Esse homem era Ayoola Ajayi, nigeriano de 31 anos, que vivia em Utah e já havia estudado e trabalhado em áreas ligadas à tecnologia. O rastreamento dos celulares indicou que ele também estava no parque no momento em que o telefone de Mackenzie parou de funcionar. Pouco depois, o aparelho dele se deslocou até uma casa na região de Fairpark.
A polícia ainda não tinha todas as respostas, mas o caminho começava a ficar assustadoramente claro. Mackenzie tinha marcado um encontro. O encontro havia sido secreto. E a última pessoa ligada a ela naquela madrugada era um homem que, ao ser questionado, negou envolvimento.
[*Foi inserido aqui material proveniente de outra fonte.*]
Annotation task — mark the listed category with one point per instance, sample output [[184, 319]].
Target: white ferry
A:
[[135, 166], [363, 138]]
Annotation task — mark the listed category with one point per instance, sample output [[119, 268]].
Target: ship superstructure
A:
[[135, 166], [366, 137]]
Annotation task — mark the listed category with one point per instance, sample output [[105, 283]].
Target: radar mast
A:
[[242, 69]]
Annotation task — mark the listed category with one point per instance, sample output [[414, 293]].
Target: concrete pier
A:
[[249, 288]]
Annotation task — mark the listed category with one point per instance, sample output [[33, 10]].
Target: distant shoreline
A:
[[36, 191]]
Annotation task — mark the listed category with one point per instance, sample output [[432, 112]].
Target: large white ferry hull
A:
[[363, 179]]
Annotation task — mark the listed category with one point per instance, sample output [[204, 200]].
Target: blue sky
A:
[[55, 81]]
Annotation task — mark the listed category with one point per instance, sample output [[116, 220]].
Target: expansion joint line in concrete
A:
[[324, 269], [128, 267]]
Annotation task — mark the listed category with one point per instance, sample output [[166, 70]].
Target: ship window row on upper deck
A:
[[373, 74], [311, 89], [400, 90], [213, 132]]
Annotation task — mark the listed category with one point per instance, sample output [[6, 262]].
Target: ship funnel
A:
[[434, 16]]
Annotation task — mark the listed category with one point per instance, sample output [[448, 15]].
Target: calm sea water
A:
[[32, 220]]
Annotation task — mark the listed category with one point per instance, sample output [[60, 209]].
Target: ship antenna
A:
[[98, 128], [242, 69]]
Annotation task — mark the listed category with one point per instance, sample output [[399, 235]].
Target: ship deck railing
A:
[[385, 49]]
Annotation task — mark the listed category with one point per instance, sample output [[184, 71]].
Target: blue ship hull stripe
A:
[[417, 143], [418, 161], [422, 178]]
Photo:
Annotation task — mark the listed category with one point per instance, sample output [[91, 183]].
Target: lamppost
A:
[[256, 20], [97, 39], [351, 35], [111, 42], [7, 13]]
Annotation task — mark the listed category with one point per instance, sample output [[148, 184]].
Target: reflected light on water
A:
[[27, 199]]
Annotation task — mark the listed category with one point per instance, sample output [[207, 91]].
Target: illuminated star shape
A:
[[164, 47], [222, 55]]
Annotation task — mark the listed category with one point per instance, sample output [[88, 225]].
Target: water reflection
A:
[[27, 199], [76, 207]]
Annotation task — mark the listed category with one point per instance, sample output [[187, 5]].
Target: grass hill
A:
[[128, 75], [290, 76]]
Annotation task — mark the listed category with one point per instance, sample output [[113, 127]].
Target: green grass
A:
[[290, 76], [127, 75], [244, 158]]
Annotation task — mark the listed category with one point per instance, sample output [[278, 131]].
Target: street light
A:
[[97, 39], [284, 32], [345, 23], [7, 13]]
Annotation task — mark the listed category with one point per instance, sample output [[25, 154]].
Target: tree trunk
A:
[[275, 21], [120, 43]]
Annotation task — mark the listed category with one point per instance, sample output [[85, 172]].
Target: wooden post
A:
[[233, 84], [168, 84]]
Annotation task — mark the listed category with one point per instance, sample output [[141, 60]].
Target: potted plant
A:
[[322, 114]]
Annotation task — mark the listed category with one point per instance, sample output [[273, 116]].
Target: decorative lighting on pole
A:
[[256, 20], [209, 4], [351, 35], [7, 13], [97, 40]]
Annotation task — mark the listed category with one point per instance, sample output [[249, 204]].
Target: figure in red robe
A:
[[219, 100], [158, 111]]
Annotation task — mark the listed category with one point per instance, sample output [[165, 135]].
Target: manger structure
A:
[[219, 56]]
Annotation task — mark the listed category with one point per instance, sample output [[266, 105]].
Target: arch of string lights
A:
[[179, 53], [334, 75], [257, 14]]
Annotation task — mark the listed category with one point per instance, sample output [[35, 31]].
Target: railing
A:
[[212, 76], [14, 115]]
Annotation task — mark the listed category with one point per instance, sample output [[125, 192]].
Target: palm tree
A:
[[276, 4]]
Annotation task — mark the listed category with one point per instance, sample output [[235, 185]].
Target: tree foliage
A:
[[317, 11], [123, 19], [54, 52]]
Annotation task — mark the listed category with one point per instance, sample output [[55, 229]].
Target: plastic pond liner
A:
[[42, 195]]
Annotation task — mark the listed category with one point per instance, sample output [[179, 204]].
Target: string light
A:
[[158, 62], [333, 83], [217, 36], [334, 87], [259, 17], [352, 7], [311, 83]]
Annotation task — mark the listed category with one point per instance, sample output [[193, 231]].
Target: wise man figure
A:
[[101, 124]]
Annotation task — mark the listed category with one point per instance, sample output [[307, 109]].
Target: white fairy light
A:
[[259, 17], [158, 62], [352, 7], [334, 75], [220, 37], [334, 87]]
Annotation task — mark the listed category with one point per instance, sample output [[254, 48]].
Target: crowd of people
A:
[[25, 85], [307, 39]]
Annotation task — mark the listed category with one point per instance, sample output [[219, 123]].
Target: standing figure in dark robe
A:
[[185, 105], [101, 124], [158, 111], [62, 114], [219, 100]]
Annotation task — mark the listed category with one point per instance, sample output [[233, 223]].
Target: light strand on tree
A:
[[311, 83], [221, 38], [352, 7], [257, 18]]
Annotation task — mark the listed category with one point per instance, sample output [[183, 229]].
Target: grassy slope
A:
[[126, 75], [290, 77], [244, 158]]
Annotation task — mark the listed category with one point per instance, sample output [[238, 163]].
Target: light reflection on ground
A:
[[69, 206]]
A Casa, O Quintal E A Descoberta Que Mudou Tudo
Com as informações reunidas, a polícia conseguiu um mandado de busca para a casa de Ajayi. O que os investigadores encontraram no quintal foi o ponto de virada do caso. Havia um local com terra mexida recentemente, sinais de que algo havia sido enterrado e depois removido. Ali, agentes localizaram restos humanos, couro cabeludo com fios de cabelo, tecido muscular e um celular queimado.
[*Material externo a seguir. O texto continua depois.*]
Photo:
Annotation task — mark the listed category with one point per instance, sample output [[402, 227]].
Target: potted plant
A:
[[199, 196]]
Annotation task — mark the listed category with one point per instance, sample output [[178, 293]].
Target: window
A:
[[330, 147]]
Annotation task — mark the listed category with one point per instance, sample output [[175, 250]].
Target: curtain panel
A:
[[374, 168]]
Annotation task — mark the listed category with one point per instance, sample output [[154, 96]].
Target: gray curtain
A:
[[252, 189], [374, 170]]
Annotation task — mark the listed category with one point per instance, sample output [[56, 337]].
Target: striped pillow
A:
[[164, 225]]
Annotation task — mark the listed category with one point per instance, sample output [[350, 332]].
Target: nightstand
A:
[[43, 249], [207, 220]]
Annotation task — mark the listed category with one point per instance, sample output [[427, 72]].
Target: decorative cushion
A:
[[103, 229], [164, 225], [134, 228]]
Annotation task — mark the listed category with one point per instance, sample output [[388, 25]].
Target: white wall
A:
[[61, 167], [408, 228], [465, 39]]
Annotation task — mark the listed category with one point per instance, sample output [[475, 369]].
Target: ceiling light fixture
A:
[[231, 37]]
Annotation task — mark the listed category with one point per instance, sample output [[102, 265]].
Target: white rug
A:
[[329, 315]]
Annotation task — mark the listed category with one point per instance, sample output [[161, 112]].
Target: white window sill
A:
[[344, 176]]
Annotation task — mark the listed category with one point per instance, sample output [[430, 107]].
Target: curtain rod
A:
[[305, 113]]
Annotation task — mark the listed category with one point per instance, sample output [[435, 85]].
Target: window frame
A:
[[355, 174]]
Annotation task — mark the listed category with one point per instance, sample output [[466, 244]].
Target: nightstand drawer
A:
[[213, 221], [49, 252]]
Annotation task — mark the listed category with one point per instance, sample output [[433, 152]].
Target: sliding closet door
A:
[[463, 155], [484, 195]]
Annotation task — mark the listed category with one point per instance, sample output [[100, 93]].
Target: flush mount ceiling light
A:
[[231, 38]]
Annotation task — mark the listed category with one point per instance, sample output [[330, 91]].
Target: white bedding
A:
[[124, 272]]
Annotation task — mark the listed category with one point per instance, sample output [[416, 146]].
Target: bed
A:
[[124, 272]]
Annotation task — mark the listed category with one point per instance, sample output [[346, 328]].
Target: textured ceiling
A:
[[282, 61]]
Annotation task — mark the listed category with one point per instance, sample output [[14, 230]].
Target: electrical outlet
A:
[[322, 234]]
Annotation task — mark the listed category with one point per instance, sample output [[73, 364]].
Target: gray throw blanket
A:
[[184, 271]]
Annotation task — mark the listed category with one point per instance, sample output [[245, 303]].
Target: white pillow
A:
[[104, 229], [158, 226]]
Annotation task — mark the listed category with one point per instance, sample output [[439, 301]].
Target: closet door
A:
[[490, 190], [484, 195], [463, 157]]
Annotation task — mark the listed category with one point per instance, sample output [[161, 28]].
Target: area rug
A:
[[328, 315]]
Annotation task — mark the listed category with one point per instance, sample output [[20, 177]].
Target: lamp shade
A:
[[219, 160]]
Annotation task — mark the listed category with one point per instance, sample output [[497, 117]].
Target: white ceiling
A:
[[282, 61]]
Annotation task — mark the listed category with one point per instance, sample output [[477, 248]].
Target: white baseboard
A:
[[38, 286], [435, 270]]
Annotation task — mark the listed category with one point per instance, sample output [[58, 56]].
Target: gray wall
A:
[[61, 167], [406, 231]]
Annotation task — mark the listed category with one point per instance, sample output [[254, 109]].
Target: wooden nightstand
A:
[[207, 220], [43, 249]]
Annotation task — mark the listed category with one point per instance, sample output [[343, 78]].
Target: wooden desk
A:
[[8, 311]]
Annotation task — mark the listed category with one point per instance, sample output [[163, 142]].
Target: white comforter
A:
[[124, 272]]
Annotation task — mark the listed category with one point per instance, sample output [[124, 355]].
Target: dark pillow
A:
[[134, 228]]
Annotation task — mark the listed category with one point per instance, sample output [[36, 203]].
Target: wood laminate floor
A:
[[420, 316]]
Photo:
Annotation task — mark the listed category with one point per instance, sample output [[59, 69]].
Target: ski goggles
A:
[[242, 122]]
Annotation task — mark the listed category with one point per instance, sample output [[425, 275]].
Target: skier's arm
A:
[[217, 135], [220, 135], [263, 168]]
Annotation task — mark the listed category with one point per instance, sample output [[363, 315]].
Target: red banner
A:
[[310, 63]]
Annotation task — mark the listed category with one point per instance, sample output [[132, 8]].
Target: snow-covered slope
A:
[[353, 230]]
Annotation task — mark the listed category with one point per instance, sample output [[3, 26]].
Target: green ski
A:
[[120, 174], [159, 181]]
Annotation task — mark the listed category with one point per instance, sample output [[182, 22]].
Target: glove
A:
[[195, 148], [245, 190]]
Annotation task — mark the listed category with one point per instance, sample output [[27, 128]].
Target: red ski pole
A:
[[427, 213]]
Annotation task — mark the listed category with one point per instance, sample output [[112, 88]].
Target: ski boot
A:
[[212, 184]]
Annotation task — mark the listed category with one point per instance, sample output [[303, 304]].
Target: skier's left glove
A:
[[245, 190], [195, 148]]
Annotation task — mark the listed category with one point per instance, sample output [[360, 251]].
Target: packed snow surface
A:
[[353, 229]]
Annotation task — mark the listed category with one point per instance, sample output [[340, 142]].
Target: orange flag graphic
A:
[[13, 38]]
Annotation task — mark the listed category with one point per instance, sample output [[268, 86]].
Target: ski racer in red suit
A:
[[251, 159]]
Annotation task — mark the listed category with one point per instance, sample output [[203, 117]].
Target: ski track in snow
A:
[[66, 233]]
O horror aumentou quando vizinhos contaram que tinham visto Ajayi cavando no quintal nos dias próximos ao desaparecimento de Mackenzie. Também relataram cheiro forte de queimado, vindo de uma fogueira improvisada. No carro dele, a polícia encontrou odor de gasolina. Imagens de câmeras de segurança mostraram que ele havia comprado combustível na manhã seguinte ao encontro.
A perícia confirmou depois que o material encontrado no quintal era compatível com o DNA de Mackenzie. A investigação deixava de ser um caso de desaparecimento e passava a ser um caso de assassinato.
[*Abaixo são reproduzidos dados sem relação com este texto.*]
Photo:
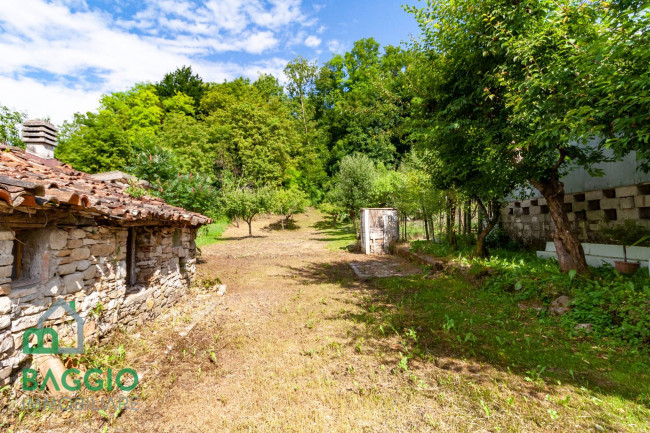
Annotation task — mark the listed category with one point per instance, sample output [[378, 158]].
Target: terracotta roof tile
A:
[[27, 183]]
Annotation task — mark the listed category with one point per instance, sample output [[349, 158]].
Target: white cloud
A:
[[59, 57], [55, 101], [335, 46], [313, 41]]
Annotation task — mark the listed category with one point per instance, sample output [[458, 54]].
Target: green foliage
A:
[[499, 238], [109, 140], [247, 203], [615, 305], [354, 184], [9, 126], [361, 102], [181, 81], [211, 233], [136, 191], [626, 233], [252, 132], [288, 202], [192, 192]]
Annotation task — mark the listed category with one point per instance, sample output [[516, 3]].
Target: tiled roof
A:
[[26, 183]]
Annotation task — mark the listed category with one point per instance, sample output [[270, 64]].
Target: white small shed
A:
[[379, 230]]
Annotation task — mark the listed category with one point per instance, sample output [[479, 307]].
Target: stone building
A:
[[591, 202], [67, 235]]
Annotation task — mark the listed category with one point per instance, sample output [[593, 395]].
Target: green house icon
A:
[[40, 332]]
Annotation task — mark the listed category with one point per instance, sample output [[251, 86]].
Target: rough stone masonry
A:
[[66, 235]]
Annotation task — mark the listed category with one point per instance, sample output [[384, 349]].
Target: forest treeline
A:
[[492, 96]]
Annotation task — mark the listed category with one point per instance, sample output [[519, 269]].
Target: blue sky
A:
[[60, 56]]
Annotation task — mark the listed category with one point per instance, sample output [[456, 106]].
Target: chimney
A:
[[40, 138]]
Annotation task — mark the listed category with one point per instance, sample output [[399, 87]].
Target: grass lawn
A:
[[211, 233], [576, 382], [337, 235]]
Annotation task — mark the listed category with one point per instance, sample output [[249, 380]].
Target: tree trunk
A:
[[481, 250], [452, 224], [570, 254], [426, 226], [353, 217]]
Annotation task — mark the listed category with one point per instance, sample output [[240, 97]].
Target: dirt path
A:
[[298, 344], [281, 353]]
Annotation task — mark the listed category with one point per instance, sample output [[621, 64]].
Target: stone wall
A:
[[530, 222], [87, 265]]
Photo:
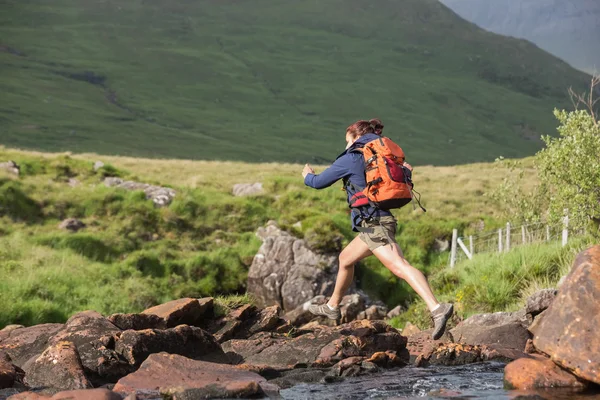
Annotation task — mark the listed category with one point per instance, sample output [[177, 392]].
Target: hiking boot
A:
[[440, 317], [324, 311]]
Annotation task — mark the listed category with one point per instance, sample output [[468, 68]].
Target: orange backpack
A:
[[389, 182]]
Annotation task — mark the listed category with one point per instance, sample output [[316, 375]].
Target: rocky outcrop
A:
[[508, 329], [72, 224], [190, 379], [538, 372], [11, 167], [568, 329], [247, 189], [160, 196]]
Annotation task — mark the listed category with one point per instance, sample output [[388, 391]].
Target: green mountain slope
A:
[[269, 80]]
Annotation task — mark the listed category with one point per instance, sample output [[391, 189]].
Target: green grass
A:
[[269, 80]]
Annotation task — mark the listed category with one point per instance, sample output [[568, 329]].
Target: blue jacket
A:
[[351, 166]]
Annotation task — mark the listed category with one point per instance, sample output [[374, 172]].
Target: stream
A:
[[473, 381]]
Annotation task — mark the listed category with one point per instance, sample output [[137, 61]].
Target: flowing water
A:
[[474, 381]]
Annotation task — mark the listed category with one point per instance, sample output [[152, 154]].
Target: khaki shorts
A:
[[384, 232]]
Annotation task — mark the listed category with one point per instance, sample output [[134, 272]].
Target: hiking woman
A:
[[376, 227]]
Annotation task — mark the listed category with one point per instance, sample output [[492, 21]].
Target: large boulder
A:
[[58, 367], [183, 311], [568, 330], [22, 344], [160, 196], [286, 272], [504, 328], [538, 372], [174, 375]]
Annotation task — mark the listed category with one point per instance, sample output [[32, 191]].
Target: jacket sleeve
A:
[[338, 170]]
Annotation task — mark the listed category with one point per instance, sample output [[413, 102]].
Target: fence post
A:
[[565, 230], [499, 240], [453, 248], [507, 249], [471, 244]]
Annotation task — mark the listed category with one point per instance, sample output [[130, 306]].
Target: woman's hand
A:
[[307, 170]]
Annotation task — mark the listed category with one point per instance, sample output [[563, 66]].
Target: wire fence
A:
[[504, 239]]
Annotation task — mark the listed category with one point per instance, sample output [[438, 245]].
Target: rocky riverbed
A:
[[183, 350]]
O Corpo Encontrado Longe Da Cidade
Mesmo com as evidências, ainda faltava encontrar o corpo da jovem. A polícia analisou registros de localização e seguiu pistas até Logan Canyon, uma área distante da casa de Ajayi. Em meio à vegetação, os agentes encontraram um trecho de terra remexida. Ao escavar, localizaram o corpo carbonizado de uma mulher, com os braços amarrados.
Os exames confirmaram que era Mackenzie. A necropsia apontou lesão grave na cabeça, provocada por objeto contundente, com hemorragia cerebral. A brutalidade do crime chocou até investigadores experientes. Não era apenas um homicídio. Era um crime planejado, seguido de tentativa de ocultação de provas e de destruição do corpo.
A família, que ainda se agarrava a alguma esperança, recebeu a confirmação que nenhum pai ou mãe deveria ouvir. Mackenzie não voltaria para casa.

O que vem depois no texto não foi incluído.